Sabtu, 18 Oktober 2014

Cerita #2

Ini adalah cerita pertama yang ditulis setelah bertemu dengan semester 7. Semester yang hampir semua orang menanyakan bagaimana kuliahnya ? sudah mulai siap proposalnya ? atau bahkan siap untuk seminar proposal dan langsung dengan fokus menyelesaikan skripsi ? Ini adalah hal yang sudah akrab menyapa ketika bertemu dengan setiap orang yang tau kalo saya sudah berada pada akhir masa kuliah.

Situasi seperti ini, hal yang dulu ketika menjadi anak bawang alias adik tingkat yang ribet cuma liatin kakak tingkatnya sibuk kesana-kemari, dengan wajah yang setengah layu karena kurang tidur. Dan sekarang ternyata situasi ini saatnya saya lewati..

Banyak hal yang sekarang saya temui, mulai dari sedikit tertekan (kalau menjadikan itu sebagai suatu tekanan), atau bahkan menguras dan menyita seluruh pikiran (so. soan fokus padahal galau :D )..
Ketika saat itulah saya semakin menyadari, yah saya sudah berada pada akhir masa kuliah saya..

Apa yang harus saya lakukan saat ini ? jawaban paling ampuh hanyalah "fokus dan tenang" ..
Mulai sedikit berteman dengan yang menjadi kewajibanmu "seru hati saya saat ini"

*bismillah semoga kelancaran dan kemudahan selalu menyertai sampai semuanya selesai dengan maksimal. aamiin

cerita belum jadi dan tidak akan pernah jadi :D



Haii,, seperti biasa aku menyapamu. Ritual di pagi hari untuk menyambut segala impian. Impian- impian yang terlihat masih samar namun selalu menjadi sebuah tujuan.
Hari ini aku kembali akan menjelajah, tepatnya menjelajah langkah-langkah yang sudah disusun namun belum bisa untuk menjadi sebuah peta perjalanan.
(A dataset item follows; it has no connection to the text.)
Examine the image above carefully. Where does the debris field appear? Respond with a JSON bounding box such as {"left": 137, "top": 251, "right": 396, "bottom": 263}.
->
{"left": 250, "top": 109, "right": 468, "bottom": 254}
Masih banyak tanda yang dibutuhkan untuk menjadikan sebuah peta yang lengkap dengan segala rambu- rambu.
Berangkat dan memulai hari bertemu dengan wajah- wajah ceria yang sering aku panggil mereka adalah titik semangat. Namun hanya tampak sebagai titik- titik kecil tanpa sedikitpun garis. Lemah hanya tanda itu yang aku temukan dalam titik- titik semangat.
                Rasanya hari ini aku ingin menjadi seorang pemberontak, tanpa harus berdiam dalam kurungan diri yang tanpa sedikit celah pintu. Tentunya sangat tidak ada jalan keluar dari kurungan terkokoh ini. Lagi- lagi mulutku selalu terkunci rapat, cukup semua suara itu hanya terdiam dalam dada.
                Sekeras apa aku mampu berteriak ? tampaknya semuanya tidak akan mampu untuk mendengar hanya dengan suara berbisik.. Seakan terhimpit ribuan ton batu.. Mana mungkin untuk bebas bergerak ? sangatlah tidak mungkin..
                Cerita yang paling pertama ingin ditulis dalam bait kata- kata terindah hanya satu cerita dengan beribu makna yang tersimpan, cerita saat semua menghilang tanpa jejak, cerita saat nafas- nafas tersentak waktu.
                Rasanya seperti ini memang benar- benar rasa terpahit dalam sebuah kenyataan.. Harus berusaha jalan dengan lurus tapi kenapa persimpangannya begitu banyak aku temui ? jalan- jalan ini bukan jalan yang ingin aku lalui tentunya. Bahkan dalam alam mimpi pun ini bukan jalan- jalan harapan yang menjadi sebuah tujuan terindah.
                Mengulang waktu ? apa mungkin ? jelas itu sangatlah tidak mungkin, mengulang waktu mungkin hanya akan menambah segala sakit itu makin dalam, atau mungkin sangat mudah untuk membuat luka itu membuat bekas yang baru. Ini hidupku yah aku tahu inilah hidupku, tampak suram di awal kehidupan.. Tapi entahlah aku tahu ini adalah awal dari sebuah cahaya terang itu..
                Ini memang terlalu gelap, bagaimana tidak semua cahaya yang setia menyinariku sengaja diredupkanya, bahkan dengan sekaligus di tutupnya dengan kekuasaan yang menurutnya akan membawanya menjadi penguasa hati manusia- manusia kosong. Terlihat serakah memang, bagaimana tidak semua ingin dikuasainya, seakan berperan sebagai seorang raja yang segala apa yang di ucapkannya adalah se
suatu keharusan yang tanpa alasan untuk menghindari untuk tidak  dilakukan. Sedikit terpandang sebagai sebuah paksaan, tapi yah seperti itulah kenyataannya.
                Orang itu yah aku panggil dia ‘orang itu’, orang dalam bentuk wujudnya tapi bukan nuraninya. Satu- satunya makhluk yang aku rasa sangat kejam.. tapi berhati, naah hatinya pun bukan hati yang biasa aku kenal. Entah terbuat dari jenis apa hatinya ? pasir kah ? atau bahkan batu ? entahlah hal sangat tidak ingin aku pikirkan.
                Cerita ini ibarat bak sebuah kisah usang yang bercerita tentang lirih pilu kesakitan jiwa tanpa henti dan tanpa akhir..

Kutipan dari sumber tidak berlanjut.